Tras instalar las radios nos dirigimos a Pozo Almonte. Lugar donde estaremos alojados durante todo el proyecto.

Llegamos, cenamos y dormimos. Mañana será un largo día de trabajo. Pero no creo que tan largo como hoy.


lunes, 7 de mayo de 2012

Desde la oficina.

Desde la oficina escribo estas líneas, pues lo único que estoy haciendo aquí es esperar mi próximo destino.

En teoría mañana parto para Iquique como apoyo del equipo de geofísica para un proyecto minero.

Espero desde mi puesto de trabajo, recibir un mail que me diga cual es mi vuelo mañana,  o a que hora  pasará un taxi a recogerme para llevarme al aeropuerto. Pero ese mail de momento no llega. Son las 14.57 horas.

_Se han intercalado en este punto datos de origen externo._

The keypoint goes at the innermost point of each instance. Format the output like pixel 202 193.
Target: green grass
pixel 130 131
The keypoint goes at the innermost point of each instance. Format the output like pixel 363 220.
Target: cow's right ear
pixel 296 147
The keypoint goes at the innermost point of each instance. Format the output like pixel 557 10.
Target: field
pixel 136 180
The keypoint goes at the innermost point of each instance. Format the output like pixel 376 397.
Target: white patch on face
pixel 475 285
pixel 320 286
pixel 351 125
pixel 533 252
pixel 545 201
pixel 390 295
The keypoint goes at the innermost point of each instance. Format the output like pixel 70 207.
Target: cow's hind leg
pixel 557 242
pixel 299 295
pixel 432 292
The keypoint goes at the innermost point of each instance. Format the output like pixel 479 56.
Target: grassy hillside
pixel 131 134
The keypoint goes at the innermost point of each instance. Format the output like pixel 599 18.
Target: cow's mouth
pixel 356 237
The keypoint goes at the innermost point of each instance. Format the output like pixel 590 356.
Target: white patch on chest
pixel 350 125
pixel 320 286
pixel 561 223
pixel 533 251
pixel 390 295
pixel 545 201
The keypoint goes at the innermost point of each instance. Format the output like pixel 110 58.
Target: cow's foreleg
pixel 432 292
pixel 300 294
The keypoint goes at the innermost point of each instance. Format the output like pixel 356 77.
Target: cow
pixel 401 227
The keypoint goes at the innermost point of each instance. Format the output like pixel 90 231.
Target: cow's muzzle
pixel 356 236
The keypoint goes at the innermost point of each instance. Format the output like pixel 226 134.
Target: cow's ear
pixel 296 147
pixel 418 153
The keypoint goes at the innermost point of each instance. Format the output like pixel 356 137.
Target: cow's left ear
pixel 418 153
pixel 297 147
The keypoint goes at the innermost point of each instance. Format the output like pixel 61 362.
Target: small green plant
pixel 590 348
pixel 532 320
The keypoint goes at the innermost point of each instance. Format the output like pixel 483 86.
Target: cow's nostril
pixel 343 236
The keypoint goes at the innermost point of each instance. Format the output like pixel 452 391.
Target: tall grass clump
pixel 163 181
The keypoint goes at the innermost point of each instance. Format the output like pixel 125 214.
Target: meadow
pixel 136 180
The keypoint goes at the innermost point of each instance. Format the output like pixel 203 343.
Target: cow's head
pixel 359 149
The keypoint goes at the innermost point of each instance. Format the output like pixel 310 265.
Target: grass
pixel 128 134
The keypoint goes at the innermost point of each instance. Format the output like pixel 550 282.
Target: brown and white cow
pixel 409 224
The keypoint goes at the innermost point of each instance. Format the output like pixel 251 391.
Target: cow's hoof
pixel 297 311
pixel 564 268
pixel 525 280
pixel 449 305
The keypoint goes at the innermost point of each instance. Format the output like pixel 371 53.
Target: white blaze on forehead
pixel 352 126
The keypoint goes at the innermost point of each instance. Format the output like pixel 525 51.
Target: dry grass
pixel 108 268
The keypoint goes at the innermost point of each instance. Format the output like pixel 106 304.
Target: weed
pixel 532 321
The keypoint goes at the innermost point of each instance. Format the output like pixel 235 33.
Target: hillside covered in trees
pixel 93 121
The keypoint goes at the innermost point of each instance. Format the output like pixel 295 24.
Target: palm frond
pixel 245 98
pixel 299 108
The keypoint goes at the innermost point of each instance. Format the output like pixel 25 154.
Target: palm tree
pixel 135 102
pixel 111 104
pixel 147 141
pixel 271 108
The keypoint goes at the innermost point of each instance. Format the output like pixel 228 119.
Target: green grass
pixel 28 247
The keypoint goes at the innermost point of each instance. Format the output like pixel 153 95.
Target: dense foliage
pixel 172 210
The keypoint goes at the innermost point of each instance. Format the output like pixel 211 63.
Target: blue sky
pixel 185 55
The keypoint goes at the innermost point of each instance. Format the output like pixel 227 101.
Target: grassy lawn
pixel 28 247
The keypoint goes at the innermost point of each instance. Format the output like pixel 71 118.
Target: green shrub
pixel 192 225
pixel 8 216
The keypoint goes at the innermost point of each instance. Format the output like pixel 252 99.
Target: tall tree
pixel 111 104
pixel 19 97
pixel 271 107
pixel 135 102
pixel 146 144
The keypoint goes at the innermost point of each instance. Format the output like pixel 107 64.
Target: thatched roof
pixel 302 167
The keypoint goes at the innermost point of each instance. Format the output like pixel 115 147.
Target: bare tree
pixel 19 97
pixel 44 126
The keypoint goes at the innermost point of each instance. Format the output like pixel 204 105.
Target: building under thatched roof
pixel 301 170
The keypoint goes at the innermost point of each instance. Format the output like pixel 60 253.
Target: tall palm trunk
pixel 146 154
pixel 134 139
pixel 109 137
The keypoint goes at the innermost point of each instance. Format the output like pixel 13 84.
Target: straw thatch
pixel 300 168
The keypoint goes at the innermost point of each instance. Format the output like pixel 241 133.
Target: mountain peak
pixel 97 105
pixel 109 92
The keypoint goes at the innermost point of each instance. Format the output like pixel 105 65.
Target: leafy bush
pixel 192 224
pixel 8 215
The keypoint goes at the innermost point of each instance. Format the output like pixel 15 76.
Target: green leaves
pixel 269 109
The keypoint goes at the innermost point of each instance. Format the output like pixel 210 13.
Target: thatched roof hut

Por otro lado, ya tengo la reserva de un hotel en el pueblo Vallenar, en Región de Atacama, donde me voy a encontrar con mi jefe de grupo, para ir a otro proyecto. Será el próximo domingo día 13 de mayo.

Así que espero para saber si parto mañana a Iquique o bien esperaré un poco más, hasta el domingo, para ir directamente a Vallenar.

Esta mañana ha amanecido gris y húmeda, otoño austral, rodeado de "smoke" por la contaminación de esta inmensa ciudad. Me levanto, me ducho, me afeito (es lunes), desayuno un café con leche y me voy andando , aproximadamente, diez minutos hasta la estación de metro más cercana, Universidad Católica.

Generalmente en hora punta entrar al metro es una odisea, pero en lunes es aún peor. Llega el metro tan lleno de gente que lo tengo que dejar correr. Llega otro, otra vez lleno. Otro, más gente. Son las ocho y media y ya tendría que estar en la oficina, pero aún no he podido subirme al tren del infierno. Llega un cuarto y me meto a presión, no puedo esperar más, siempre llegan igual. Me meto y un tipo me pone la espalda como si fuera el muro del norte de Winterfell. La puerta está a punto de arrancarme la mochila, pero por un espacio casi cuántico entro y me acomodo al interior. Tras veinte minutos de sudor, olor y calor, llego a la estación El Golf, mi destino. Bajo del metro, subo a la ciudad.
Sanhattan (Las Condes)

Llego a como llaman aquí, Sanhattan (Las Condes, comuna próspera de Santiago), donde está situada mi oficina. Voy un poco preocupado
porque son casi las nueve y todavía no he llegado. Debería estar desde las 8.30. Llego y no hay casi nadie. Mi jefe llega cerca de las diez. El Nuevo Mundo.

Acabo de recibir un mail, 15.09 horas, en el que me comunican que a lo largo de la tarde se decidirá quien va mañana a Iquique.  Me temo que al final no voy, ya que otros tienen ya el pasaje de avión.

Esperaré hasta el domingo. O quien sabe, igual me llaman a última hora de la tarde, con prisas, para que prepare la mochila. Yo por si acaso lo dejaré todo preparado.